Bringing home the Bacon …

The distorted features that make up 2020’s Lunch recall Francis Bacon’s anguished late self-portraits. The title is a riff on the depiction of lips, cheeks and noses as if they were butcher’s offcuts. Like Quinn, Bacon painted bodies as meat and described his own face as pudding.

Go with the flow …

Quinn’s collage-like paintings are created using materials including pastel, oil, gouache and charcoal. The artist transforms these into abstracted portraits, often channelling memories of the lost figures from his childhood in a housing project on Chicago’s South Side.

For the love of Mary …

Quinn’s life would change dramatically when a teacher helped him get a scholarship to a rural, private boarding school.
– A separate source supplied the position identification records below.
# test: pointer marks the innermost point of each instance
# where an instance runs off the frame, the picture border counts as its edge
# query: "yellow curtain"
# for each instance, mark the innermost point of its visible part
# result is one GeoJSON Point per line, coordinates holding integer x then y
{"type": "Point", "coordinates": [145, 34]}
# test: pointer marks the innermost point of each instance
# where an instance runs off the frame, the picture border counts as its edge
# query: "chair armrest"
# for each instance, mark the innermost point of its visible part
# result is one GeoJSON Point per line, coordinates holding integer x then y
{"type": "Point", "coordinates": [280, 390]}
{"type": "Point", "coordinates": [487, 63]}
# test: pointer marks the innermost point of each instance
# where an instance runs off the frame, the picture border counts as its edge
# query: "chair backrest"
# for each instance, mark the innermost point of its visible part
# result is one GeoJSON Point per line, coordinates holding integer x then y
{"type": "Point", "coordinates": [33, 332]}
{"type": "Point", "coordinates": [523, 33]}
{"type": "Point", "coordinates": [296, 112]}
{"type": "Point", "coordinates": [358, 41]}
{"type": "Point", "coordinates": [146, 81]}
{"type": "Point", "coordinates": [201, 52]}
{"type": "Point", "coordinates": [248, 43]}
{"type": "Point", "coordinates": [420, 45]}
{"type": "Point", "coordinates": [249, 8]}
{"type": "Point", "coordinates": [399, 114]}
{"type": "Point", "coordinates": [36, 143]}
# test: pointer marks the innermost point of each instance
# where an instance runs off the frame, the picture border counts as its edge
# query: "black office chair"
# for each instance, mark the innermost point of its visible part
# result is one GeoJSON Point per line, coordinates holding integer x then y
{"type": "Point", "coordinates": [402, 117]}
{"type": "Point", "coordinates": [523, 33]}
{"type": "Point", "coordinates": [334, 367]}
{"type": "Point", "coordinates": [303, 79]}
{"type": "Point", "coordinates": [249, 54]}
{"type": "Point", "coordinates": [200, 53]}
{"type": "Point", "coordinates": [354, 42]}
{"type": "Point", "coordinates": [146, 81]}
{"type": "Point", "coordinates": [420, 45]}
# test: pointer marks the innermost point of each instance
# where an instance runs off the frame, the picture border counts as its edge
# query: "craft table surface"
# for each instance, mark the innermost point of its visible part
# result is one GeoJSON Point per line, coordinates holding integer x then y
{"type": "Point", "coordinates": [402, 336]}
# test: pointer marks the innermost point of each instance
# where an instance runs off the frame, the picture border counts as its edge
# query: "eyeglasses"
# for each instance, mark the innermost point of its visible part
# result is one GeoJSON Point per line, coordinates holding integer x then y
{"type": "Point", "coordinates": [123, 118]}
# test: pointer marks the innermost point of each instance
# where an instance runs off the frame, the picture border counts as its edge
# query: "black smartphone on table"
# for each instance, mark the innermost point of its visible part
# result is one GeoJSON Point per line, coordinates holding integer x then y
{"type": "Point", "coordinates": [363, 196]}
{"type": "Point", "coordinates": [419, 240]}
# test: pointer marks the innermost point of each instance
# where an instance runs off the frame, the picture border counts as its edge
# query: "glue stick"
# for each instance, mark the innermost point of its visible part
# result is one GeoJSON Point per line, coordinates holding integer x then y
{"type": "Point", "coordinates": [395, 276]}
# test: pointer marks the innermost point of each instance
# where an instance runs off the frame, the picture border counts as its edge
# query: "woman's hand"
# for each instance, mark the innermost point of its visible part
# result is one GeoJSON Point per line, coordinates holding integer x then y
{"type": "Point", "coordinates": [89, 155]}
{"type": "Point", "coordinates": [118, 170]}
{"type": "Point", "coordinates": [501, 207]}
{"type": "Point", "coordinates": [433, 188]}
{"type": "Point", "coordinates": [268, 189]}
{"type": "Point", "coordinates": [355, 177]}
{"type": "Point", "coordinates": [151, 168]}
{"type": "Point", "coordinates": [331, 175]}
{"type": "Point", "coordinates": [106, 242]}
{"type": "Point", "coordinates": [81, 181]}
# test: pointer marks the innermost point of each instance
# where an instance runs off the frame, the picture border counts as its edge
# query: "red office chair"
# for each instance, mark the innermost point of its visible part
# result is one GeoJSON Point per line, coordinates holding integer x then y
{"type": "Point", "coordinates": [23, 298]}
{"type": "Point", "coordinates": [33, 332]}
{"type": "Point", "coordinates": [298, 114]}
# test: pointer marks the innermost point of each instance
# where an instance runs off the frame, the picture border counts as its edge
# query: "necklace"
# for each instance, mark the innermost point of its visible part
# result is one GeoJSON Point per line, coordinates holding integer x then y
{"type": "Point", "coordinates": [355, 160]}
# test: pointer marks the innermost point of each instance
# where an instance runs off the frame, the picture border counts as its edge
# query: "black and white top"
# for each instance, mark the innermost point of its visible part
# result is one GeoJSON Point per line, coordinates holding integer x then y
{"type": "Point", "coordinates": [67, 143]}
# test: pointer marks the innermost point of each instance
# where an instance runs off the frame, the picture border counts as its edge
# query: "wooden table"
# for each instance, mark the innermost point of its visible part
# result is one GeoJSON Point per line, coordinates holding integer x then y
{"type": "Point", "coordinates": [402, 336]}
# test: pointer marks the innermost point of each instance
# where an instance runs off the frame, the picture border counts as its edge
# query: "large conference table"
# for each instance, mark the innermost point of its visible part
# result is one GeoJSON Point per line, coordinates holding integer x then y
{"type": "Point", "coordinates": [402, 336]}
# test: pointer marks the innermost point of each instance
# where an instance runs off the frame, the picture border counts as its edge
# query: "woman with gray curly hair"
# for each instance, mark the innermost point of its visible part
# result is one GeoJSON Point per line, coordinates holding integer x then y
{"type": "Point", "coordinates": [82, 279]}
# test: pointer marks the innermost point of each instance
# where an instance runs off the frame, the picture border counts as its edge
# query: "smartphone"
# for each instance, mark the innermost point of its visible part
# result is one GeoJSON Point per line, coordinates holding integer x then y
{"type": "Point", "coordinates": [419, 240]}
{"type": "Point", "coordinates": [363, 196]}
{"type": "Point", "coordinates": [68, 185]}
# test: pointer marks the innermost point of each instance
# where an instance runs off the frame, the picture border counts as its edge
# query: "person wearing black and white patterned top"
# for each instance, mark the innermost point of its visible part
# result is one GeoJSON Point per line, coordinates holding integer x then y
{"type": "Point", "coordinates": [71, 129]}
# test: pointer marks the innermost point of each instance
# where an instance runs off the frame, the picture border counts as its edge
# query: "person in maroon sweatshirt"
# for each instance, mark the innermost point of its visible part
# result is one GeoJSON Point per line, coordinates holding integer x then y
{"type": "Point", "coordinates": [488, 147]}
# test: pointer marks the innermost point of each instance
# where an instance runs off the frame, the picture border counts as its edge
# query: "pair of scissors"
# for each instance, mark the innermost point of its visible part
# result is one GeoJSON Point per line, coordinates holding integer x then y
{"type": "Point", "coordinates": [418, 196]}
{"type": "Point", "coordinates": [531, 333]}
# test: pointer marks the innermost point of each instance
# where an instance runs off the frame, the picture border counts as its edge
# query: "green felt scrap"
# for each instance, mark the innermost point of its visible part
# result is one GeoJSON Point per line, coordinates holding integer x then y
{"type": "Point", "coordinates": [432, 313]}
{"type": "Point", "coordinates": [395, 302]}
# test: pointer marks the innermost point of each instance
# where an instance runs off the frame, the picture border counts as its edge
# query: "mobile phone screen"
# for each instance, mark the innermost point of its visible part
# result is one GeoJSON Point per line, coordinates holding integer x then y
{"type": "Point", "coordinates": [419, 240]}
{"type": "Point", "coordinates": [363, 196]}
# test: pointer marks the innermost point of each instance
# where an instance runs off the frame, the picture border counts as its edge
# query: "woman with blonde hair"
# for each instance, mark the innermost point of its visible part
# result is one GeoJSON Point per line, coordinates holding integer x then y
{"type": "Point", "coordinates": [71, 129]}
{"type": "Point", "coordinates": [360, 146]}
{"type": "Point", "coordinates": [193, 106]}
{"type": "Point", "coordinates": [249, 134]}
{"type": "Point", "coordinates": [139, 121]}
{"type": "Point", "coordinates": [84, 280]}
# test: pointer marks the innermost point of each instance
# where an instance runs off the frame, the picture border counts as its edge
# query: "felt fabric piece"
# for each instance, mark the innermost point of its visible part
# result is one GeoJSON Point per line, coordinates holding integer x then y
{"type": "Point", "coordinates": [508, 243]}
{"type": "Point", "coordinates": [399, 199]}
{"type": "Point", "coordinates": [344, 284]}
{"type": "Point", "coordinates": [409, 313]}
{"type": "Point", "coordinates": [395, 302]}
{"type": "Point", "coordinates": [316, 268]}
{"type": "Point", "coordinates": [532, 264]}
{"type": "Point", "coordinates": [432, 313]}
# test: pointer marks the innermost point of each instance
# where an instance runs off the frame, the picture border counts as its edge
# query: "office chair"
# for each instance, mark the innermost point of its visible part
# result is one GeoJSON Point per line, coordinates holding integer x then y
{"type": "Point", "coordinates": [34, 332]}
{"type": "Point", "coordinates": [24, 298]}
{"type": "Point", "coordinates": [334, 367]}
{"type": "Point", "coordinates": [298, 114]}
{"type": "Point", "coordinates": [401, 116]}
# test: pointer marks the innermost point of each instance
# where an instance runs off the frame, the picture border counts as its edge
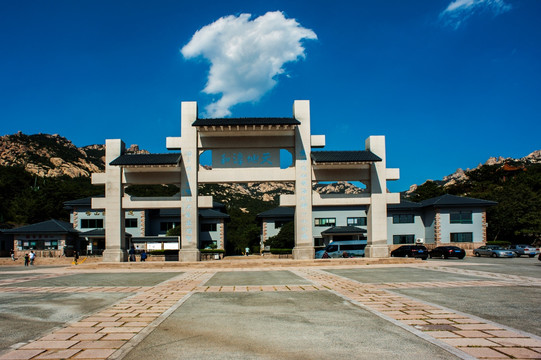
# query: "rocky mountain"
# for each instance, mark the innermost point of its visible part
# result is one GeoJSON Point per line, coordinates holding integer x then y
{"type": "Point", "coordinates": [505, 165]}
{"type": "Point", "coordinates": [270, 191]}
{"type": "Point", "coordinates": [52, 155]}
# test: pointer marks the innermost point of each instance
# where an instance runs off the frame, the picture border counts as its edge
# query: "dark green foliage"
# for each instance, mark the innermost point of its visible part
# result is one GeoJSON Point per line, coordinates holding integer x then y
{"type": "Point", "coordinates": [281, 251]}
{"type": "Point", "coordinates": [427, 190]}
{"type": "Point", "coordinates": [503, 244]}
{"type": "Point", "coordinates": [212, 251]}
{"type": "Point", "coordinates": [517, 217]}
{"type": "Point", "coordinates": [285, 239]}
{"type": "Point", "coordinates": [27, 199]}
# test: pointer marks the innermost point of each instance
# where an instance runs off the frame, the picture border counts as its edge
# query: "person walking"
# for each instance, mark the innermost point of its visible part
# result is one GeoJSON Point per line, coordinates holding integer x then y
{"type": "Point", "coordinates": [132, 253]}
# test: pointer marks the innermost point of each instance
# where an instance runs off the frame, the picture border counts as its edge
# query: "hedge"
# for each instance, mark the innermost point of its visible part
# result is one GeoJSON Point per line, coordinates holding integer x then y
{"type": "Point", "coordinates": [281, 251]}
{"type": "Point", "coordinates": [212, 251]}
{"type": "Point", "coordinates": [499, 243]}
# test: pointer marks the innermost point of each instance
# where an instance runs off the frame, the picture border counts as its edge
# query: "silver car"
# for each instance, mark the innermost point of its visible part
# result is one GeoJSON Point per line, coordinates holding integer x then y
{"type": "Point", "coordinates": [494, 251]}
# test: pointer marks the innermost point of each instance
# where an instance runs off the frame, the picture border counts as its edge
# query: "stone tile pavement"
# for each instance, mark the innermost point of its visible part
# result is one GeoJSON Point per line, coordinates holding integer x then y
{"type": "Point", "coordinates": [113, 332]}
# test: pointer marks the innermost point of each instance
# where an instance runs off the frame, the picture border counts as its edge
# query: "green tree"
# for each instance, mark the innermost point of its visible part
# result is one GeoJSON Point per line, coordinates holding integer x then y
{"type": "Point", "coordinates": [285, 239]}
{"type": "Point", "coordinates": [427, 190]}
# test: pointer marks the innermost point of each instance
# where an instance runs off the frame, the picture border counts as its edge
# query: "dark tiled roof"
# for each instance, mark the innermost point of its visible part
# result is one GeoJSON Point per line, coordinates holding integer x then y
{"type": "Point", "coordinates": [212, 214]}
{"type": "Point", "coordinates": [82, 202]}
{"type": "Point", "coordinates": [344, 156]}
{"type": "Point", "coordinates": [245, 121]}
{"type": "Point", "coordinates": [147, 159]}
{"type": "Point", "coordinates": [343, 230]}
{"type": "Point", "coordinates": [45, 227]}
{"type": "Point", "coordinates": [94, 233]}
{"type": "Point", "coordinates": [405, 205]}
{"type": "Point", "coordinates": [458, 201]}
{"type": "Point", "coordinates": [279, 212]}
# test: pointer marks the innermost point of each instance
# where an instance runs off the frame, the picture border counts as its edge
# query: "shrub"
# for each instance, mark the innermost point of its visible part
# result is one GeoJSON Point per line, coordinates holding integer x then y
{"type": "Point", "coordinates": [499, 243]}
{"type": "Point", "coordinates": [281, 251]}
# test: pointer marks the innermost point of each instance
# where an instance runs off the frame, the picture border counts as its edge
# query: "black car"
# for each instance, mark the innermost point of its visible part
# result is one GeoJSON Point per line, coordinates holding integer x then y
{"type": "Point", "coordinates": [446, 252]}
{"type": "Point", "coordinates": [417, 251]}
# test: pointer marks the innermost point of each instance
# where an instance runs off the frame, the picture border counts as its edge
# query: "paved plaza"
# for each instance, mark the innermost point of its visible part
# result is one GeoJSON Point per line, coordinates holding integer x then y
{"type": "Point", "coordinates": [453, 309]}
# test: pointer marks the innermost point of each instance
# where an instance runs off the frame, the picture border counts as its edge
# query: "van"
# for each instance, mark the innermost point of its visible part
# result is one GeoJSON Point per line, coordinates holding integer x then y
{"type": "Point", "coordinates": [336, 249]}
During his first year, however, his mother, Mary, died. Then, shockingly, when he returned to Chicago at Thanksgiving, his father and brothers had vanished. Focusing on school seemed his only option, and before he graduated, he adopted his mother’s name.

Open wounds …

As with Bacon, Quinn’s disjointed, jarring creations suggest trauma, although the wounds the people in his past often endured were socially endemic, including addiction, gang culture and homelessness. Counter to Bacon’s existential horror, Quinn’s questioning paintings are subtly affirmative. The identities Quinn conjures are shifting and open-ended, refusing to settle into something that can be easily labelled.